Pour conclure, on comprend d’une part que la durée de l’année dépend essentiellement du repère que l’on choisit dans le ciel. Et d’une autre part, on comprend surtout que l’élaboration du calendrier se poursuit depuis l’aube de l’humanité. Autrement dit, avant même le début de l’histoire. Et donc, finalement, l’homme a depuis le début introduit des erreurs (décalages, fausses mesures, faux calculs, les contradictions, manipulations, et multiples affabulations et autres).

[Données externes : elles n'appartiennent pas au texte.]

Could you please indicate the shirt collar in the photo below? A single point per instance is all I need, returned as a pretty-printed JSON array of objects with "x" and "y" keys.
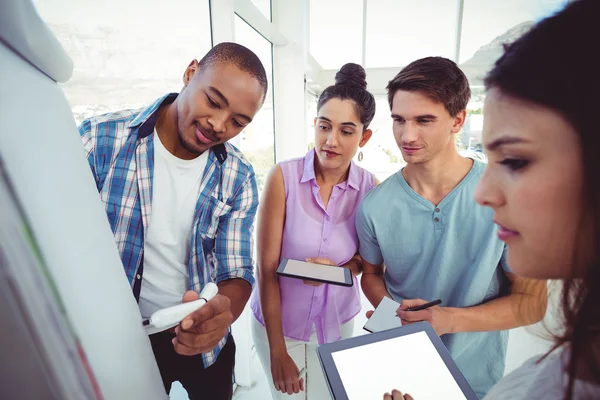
[
  {"x": 146, "y": 120},
  {"x": 309, "y": 172}
]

Tiens ! Le début de l’ère chrétienne, qui était censé correspondre avec l’année de la naissance du Christ, est erroné. Et ainsi, le Christ est né avant Jésus Christ ! N’est ce pas insolite ? Les historiens disent aujourd’hui, qu’il est né aux alentours de 5 av. J.C !!! Une chose est certaine, « notre » calendrier risque de connaitre un autre changement au long de ce 21eme siècle. L’histoire nous le dira.

Hadj BENKHATOU, savait depuis l’âge de douze ans, (période coloniale) que le début de l’année berbère coïncidait avec le 12 janvier de chaque année. Il est inutile de chercher là où il n’y a rien. Il ne faut pas trop se fier à l’histoire populaire. La mémoire est là pour nous le rappeler. Son père avant lui, pratiquait le même métier juste que le patron était « un guawry » disait-il ! Depuis des lustres, il y’avait la fête familiale d’« E’nair » ou « El-M’khalet », généralement pour les bourses pauvres qui ne pouvaient se permettre le luxe d’acheter des fruits secs importer de Turquie ou Biled Echam. Pour lui, il s’agit bien d’une mémoire collective puisque ce Yennayer, était toujours considéré comme une fête. Un symbole de la fécondité, de longévité, des croyances et des superstitions. Cette tradition culinaire s’étale sur une saison, pour dire qu’elle est fêtée dans un temps long. Notamment avec un repas traditionnel différent du quotidien chaque 12 janvier qui place la nouvelle année qui se profile sous d’heureux auspices. Ce repas est différent selon la région. Et même si sa célébration s’articule autour de plusieurs symboliques.

À Sidi-Bel-Abbès c’est bien évidement le « Cherchem », mais le soir après le dîner, traditionnellement nous explique Hadj BENKHETOU, sa grand mère mettait le plus petit de ses petits enfants dans une large assiette, dans laquelle elle versait au dessus, les fruits secs (les amandes, les noix, les pistaches, cacahuètes, dates, bonbons… et autres), après chaque membre de la famille allait prendre sa part, dans une pochette fixée par des points de couture cousue main. Hadj BENKHETOU, insiste sur le fait, que cette fête est célébrée le plus diversement et qu’il était de coutume que la maman dispatchée symboliquement les fruits secs à travers toute la maison familiale. On le voit bien, Hadj BENKHETOU, sait que YENNAYER est d’abord, une fête qui s’est toujours poursuivie dans la joie et par un moment de convivialité familiale. Et conscient ou non, il sait très bien que cette fête bien de chez nous, fait partie du « système-calendrier ». Elle fait ainsi référence aux représentations de la société algérienne depuis des lustres. Il est évident donc, que l’état s’intéresse à cet ensemble de souvenirs mythifié par la collectivité vivante bel-Abbesiènne dans laquelle le sentiment du passé fait partie intégrante de la mémoire collective des Algériens.